Pharmacodynamic Assessment of Clarithromycin in a Murine Model of Pneumococcal Pneumonia

Pamela R. Tessier,1 Myo-Kyoung Kim,1 Wen Zhou,1 Dawei Xuan,1 Chonghua Li,1 Min Ye,1 Charles H. Nightingale,3,4 and David P. Nicolau1,2,4*

Department of Pharmacy Research,1 Division of Infectious Diseases,2 Office for Research, Hartford Hospital, Hartford, Connecticut 06102,3 School of Pharmacy, University of Connecticut, Storrs, Connecticut 062684

Received 27 February 2001/ Returned for modification 9 September 2001/ Accepted 6 February 2002

The pharmacodynamic profile of clarithromycin (CLR) was evaluated with a murine model of pneumonia. Eight Streptococcus pneumoniae isolates, including three macrolide-sensitive and five macrolide-resistant strains, were inoculated intratracheally into immunocompromised ICR mice as 108-CFU bacterial suspensions. Orally administered CLR daily doses ranging from 5 to 600 mg/kg of body weight were given over 5 days, during which animal survival was monitored. The bacterial density in lung tissues was examined after 24 h of CLR treatment and in control groups. Pharmacokinetic analysis of CLR in mice demonstrated that the regimen of 150 mg/kg twice a day was representative of human pharmacokinetics and was used to compare the efficacy of CLR against sensitive and resistant S. pneumoniae strains. Immunocompetent CBA/J mice were also infected and treated as described above and evaluated for bacterial density and survival to assess the effect of the presence of leukocytes. All three pharmacodynamic parameters, the duration (percent) of the time that serum CLR concentrations remain above the MIC (%T>MIC), the ratio of the area under the concentration-time curve from 0 to 24 h (AUC0-24) to the MIC, and the ratio of the maximum concentration of drug in serum to the MIC, were found to be closely correlated to CLR bacterial efficacy (P < 0.001). Furthermore, all parameters had close correlation to bacterial density (r2 = 0.72 to 0.82), median survival (r2 = 0.93 to 0.94), and total percent survival (r2 = 0.91 to 0.92). These in vivo data suggest that the bacterial activity of CLR is closely correlated with all three parameters over a wide range of exposures and, as a consequence of parameter interdependency, AUC0-24/MIC is the most reasonable predictor of antibiotic efficacy. In this neutropenic pneumonia model, CLR was less efficacious against S. pneumoniae strains for which MICs were >=4 µg/ml. However, the presence of leukocytes in the immunocompetent mice resulted in improved bactericidal activity, relative to that in the neutropenic animals, despite an MIC of 4 µg/ml.

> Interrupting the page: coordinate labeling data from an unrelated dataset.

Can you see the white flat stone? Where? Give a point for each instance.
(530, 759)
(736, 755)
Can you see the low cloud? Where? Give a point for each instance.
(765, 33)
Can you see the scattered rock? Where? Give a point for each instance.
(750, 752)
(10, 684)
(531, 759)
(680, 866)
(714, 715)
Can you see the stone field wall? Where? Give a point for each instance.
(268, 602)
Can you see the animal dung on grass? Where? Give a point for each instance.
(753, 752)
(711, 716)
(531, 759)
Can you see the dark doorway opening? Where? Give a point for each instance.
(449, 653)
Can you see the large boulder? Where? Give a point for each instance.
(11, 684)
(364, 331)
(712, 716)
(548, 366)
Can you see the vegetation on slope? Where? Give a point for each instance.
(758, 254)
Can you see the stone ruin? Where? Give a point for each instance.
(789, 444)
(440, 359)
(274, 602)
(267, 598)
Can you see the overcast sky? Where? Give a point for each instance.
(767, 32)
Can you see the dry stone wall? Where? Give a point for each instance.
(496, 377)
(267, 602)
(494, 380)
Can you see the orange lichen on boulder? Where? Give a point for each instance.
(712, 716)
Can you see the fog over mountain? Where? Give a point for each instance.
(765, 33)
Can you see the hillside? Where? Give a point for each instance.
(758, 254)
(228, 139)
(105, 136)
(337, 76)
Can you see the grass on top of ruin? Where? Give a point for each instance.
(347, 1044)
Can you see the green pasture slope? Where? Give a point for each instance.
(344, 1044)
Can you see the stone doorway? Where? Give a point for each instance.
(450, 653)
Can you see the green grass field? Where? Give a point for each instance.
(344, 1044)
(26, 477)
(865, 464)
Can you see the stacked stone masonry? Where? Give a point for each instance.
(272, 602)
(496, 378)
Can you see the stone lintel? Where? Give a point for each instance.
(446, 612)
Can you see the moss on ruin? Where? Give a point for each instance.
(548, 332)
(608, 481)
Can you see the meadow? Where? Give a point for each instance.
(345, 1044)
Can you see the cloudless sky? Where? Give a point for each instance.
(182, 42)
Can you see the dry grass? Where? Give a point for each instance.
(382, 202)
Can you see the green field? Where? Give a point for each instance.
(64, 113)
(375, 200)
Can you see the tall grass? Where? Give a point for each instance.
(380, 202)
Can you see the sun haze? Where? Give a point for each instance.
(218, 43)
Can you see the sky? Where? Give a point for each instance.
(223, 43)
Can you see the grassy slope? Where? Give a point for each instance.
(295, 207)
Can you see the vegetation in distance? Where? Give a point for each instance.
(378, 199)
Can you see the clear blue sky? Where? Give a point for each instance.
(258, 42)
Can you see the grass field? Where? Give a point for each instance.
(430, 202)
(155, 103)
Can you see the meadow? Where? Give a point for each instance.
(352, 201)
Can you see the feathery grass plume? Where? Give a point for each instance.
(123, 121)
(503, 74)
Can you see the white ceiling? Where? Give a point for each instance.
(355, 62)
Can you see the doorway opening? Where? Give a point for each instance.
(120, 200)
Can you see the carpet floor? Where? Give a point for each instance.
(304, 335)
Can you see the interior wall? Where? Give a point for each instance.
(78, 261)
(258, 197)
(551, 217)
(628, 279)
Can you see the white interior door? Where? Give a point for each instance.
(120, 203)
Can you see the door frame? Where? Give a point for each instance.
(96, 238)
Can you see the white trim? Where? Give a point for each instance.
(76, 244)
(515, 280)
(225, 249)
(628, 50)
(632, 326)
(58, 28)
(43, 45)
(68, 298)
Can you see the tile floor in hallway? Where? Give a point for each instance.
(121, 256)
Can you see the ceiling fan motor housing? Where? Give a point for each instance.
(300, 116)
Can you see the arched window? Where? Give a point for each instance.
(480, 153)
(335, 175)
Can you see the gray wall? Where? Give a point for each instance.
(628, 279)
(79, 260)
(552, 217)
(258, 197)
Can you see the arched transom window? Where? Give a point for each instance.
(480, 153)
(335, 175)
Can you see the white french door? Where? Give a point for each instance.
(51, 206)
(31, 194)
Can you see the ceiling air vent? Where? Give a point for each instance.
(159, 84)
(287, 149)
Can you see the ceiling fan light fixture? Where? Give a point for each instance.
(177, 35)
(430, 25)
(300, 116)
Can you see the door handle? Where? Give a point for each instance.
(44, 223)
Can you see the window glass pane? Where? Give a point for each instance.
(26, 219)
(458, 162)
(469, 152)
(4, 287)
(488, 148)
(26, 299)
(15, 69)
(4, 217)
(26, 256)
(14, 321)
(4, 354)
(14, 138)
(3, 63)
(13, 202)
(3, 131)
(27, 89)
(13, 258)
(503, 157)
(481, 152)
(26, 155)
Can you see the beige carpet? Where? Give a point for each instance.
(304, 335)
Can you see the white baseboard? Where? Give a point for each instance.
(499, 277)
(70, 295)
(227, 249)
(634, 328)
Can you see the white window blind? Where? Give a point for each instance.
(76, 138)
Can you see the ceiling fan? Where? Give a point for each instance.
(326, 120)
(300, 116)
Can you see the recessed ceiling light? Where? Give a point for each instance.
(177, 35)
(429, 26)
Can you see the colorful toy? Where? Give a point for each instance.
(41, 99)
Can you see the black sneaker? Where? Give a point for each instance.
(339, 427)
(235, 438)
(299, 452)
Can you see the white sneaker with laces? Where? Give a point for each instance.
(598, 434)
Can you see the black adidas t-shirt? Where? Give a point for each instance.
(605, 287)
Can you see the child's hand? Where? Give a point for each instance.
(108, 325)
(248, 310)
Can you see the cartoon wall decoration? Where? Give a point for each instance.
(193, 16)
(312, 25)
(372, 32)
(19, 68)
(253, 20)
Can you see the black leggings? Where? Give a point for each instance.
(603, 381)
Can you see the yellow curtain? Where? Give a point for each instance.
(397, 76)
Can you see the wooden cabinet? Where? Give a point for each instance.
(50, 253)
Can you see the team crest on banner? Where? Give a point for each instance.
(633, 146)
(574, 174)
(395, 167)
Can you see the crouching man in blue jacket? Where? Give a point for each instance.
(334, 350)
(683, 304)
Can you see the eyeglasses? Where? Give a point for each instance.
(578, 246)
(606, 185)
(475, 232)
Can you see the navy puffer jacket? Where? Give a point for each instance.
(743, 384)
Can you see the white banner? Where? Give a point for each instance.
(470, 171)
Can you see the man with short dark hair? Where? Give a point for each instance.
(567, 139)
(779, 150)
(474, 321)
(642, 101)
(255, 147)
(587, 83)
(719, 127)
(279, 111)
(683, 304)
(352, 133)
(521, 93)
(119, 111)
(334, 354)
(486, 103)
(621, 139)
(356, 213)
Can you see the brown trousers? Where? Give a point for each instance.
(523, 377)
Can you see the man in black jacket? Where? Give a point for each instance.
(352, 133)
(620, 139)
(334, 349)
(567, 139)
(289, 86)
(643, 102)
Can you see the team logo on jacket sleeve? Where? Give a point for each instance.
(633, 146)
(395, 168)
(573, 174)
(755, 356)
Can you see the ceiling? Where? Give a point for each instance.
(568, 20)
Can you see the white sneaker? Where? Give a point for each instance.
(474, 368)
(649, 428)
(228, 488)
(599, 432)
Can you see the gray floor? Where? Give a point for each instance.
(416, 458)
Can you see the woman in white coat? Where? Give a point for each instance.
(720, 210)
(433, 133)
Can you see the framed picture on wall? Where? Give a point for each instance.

* Corresponding author. Mailing address: Division of Infectious Diseases, Hartford Hospital, 80 Seymour St., Hartford, CT 06102-5037. Phone: (860) 545-3941. Fax: (860) 545-3992. E-mail: dnicola{at}harthosp.org.


Antimicrobial Agents and Chemotherapy, May 2002, p. 1425-1434, Vol. 46, No. 5
0066-4804/02/$04.00+0     DOI: 10.1128/AAC.46.5.1425-1434.2002
Copyright © 2002, American Society for Microbiology. All Rights Reserved.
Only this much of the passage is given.